I’m not someone who is big into politics. I understand that they matter and I am thankful for the people who are passionate and knowledgeable about keeping us safe and free. My strategy though, has always been: stay informed and stay out of it. Make a decision and respect others to do the same. But as a pretty typical American twenty something, I have started to understand it a bit more. As I have gotten older I have started to have so much more appreciation for how nuanced it all is. How you can be for something, but frustrated by it at the same time and how you can feel like being for someone is all about being against someone else. It’s mind bending to keep it all straight to me.

This past year especially has been so tough on all of us. Politics feel so much bigger to me than they ever have before. So much scarier, aggressive and confusing. From a national level yes, but on a personal level too. Learning not to judge someone for their political stance is hard, to choose to love people even if you feel like their political leanings are a little crazy. As I sit here on the eve of the election, it’s hard to believe it will all be over in such a conceivable matter of time. Of course the realist in me recognizes that it’s likely neither side is going to give up that easily.

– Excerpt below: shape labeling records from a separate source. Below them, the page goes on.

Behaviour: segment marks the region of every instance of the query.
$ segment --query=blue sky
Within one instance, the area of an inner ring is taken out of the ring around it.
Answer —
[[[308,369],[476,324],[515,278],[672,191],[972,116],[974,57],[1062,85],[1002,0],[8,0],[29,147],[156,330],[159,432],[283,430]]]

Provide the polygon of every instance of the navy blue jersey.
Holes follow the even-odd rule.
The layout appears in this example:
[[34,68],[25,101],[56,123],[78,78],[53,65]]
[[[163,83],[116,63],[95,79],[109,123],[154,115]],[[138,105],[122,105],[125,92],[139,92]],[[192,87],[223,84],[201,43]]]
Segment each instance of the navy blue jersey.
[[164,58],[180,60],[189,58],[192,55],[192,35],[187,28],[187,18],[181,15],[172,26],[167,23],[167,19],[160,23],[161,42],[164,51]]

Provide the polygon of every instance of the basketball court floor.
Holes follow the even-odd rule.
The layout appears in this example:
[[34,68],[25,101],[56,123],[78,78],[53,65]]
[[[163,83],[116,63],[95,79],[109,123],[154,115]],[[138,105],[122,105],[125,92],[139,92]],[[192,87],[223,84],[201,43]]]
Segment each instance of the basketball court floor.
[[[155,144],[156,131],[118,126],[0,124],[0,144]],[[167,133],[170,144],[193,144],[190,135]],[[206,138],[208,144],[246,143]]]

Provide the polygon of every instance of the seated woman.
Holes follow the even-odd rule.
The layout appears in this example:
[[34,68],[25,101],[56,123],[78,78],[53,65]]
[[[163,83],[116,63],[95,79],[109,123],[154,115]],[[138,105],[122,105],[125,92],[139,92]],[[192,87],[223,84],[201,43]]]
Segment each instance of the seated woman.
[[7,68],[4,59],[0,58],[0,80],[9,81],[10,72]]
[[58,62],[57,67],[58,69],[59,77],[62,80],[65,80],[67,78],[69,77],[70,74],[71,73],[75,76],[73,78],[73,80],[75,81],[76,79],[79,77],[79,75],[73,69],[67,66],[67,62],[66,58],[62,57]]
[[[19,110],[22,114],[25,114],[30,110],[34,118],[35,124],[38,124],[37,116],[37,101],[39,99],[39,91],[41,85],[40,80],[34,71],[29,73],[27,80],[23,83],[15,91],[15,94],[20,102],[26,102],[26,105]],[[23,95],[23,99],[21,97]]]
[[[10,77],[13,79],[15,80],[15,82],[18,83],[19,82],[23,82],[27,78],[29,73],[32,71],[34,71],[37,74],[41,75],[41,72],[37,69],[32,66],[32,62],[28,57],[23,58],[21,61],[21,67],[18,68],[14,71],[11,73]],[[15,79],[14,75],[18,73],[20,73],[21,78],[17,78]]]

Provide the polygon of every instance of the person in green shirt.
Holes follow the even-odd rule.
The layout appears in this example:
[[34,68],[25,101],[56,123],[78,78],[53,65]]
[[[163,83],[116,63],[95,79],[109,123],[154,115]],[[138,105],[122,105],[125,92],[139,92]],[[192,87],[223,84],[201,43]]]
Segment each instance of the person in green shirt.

The question I keep asking though is, what are we left with when it is all over? Whether that’s tomorrow, two weeks from now, months, years? All the negativity, the hatred, the broken friendships and families left lying in the wake. I hope not. I hope it is so much more of a deeper understanding of who we are and how we got here. The opposite is just far too sad for me to accept. So for myself, I choose joy. I am going to choose today, that no matter what the outcome, I know there is so much more to celebrate and to live for. That no matter who wins this contest, dark chocolate and red wine will still taste just as sweet and even sweeter when shared with people I love around me. I still have friendships worth investing in and a family that loves me and that forgiveness and humility are still always an option.

I think I have spent some time this past year, holed up in my personal sphere, just waiting for this all to blow over. Choosing not to engage with people out of fear and staying away from places because I just didn’t feel like dealing with it all. Today though, I say it is enough, it’s not worth wasting my time worrying about the bickering and the animosity.

One of my favorite authors, Shauna Niequist, says it best: “To choose to celebrate right now in the world we live in may seem irresponsible. It might seem frivolous like cotton candy and charm bracelets. But I believe it is a serious undertaking, and one that has the potential to return us to our best selves...The world is alive, blinking and clicking, winking at us slyly, inviting us to get up and dance to the music it has been playing since the beginning of time, if you bend all the way down and put your ear to the ground to listen for it.” And in my mind, it’s playing some 90s pop and I'm jumping around like a fool.

PS. If you have never read the book Cold Tangerines by Shauna Niequist. Seriously do yourself a favor and go buy like 10 copies. Read one and give them to all your friends.